Not only is it more difficult to generate the address of a register within the register file, but the problem of dealing with register overflow/underflow is magnified. A Berkeley RISC architecture detects overflow/underflow by simply comparing the three-bit CWP with the SWP. In a system with variable-size windows it is necessary to compare the 6- to 8-bit CWP with the SWP and then determine whether the result is greater than or less than the register space required by the current procedure.

A compromise approach to the problem of optimum window sizes has been suggested by Furht, [Furht88]. Instead of opting for the two extremes of fixed size or infinitely variable size windows, Furht constrains the size of a window to one of two values. Since 70% of procedure calls require eight or less arguments plus local scalars and 95% of procedures require 16 or less arguments plus local scalars, Furht proposed two window sizes: large L-windows and small S-windows.

Figure 8 demonstrates Furht’s two-size windows. In order to provide for a constant overlap of parameters for parent-to-child or child-to-parent transfers, the overlapped parameter space is fixed at six words exactly like the Berkeley RISC. The local workspace is made equal to two registers for a small window and ten registers (i.e., like the Berkeley RISC) for a large window. Each time a procedure is called, the CWP is incremented by 1 for an S-window and by 2 for an L-window. Similarly, the CWP is decremented by 1 for return from an S-window and by 2 for a return from an L-window. The mechanism for detecting overflow/underflow is exactly the same as that of the Berkeley RISC.

Figure 8 Overlapping two-sized windows

Dribble-back Windows

Instead of waiting for the occurrence of a window overflow or underflow, a so-called dribble-back scheme anticipates these events and transfers data between the external main store and the on-chip registers as a background activity. The dribble-back scheme discussed by Katevenis was adapted from an original concept proposal by Sites, and later refined by Sherburn.

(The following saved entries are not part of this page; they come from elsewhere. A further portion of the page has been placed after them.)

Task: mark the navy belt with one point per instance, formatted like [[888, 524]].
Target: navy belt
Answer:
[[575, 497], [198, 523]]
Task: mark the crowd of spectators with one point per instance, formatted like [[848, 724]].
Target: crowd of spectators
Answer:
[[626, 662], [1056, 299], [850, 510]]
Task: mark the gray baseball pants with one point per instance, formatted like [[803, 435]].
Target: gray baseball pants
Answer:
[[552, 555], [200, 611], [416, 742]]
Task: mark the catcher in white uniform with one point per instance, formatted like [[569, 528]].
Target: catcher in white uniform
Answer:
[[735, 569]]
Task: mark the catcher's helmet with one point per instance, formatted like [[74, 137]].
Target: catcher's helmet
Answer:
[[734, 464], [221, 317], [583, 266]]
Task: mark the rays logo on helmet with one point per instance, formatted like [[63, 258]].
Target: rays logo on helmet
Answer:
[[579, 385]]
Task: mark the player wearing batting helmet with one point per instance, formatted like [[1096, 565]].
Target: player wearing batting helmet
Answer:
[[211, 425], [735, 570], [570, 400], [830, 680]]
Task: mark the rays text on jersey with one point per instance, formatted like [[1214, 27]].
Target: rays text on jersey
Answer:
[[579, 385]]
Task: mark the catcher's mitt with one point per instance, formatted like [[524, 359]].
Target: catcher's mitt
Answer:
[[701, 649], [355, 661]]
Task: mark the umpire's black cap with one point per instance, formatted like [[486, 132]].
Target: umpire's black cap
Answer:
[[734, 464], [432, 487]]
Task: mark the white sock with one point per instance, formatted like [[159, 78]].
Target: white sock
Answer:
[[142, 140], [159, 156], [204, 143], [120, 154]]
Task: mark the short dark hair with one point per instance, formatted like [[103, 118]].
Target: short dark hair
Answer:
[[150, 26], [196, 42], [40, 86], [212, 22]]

As in the case of variable sized windows, a dribble-back scheme permits the use of a smaller register file (because the chance of overflow or underflow is greatly reduced). Since references to external memory are performed by a RISC processor relatively infrequently, the unused bandwidth between the processor and the external memory can be employed to save the oldest window in the register file concurrently with normal operations. Equally, when the window set begins to become empty, registers can be filled from memory in anticipation of an underflow. A dribble-back mechanism requires at least two windows. In theory, overflow or underflow should never take place, although in practice overflow or underflow can take place if the window is filled or depleted faster than data can be transferred to or from memory.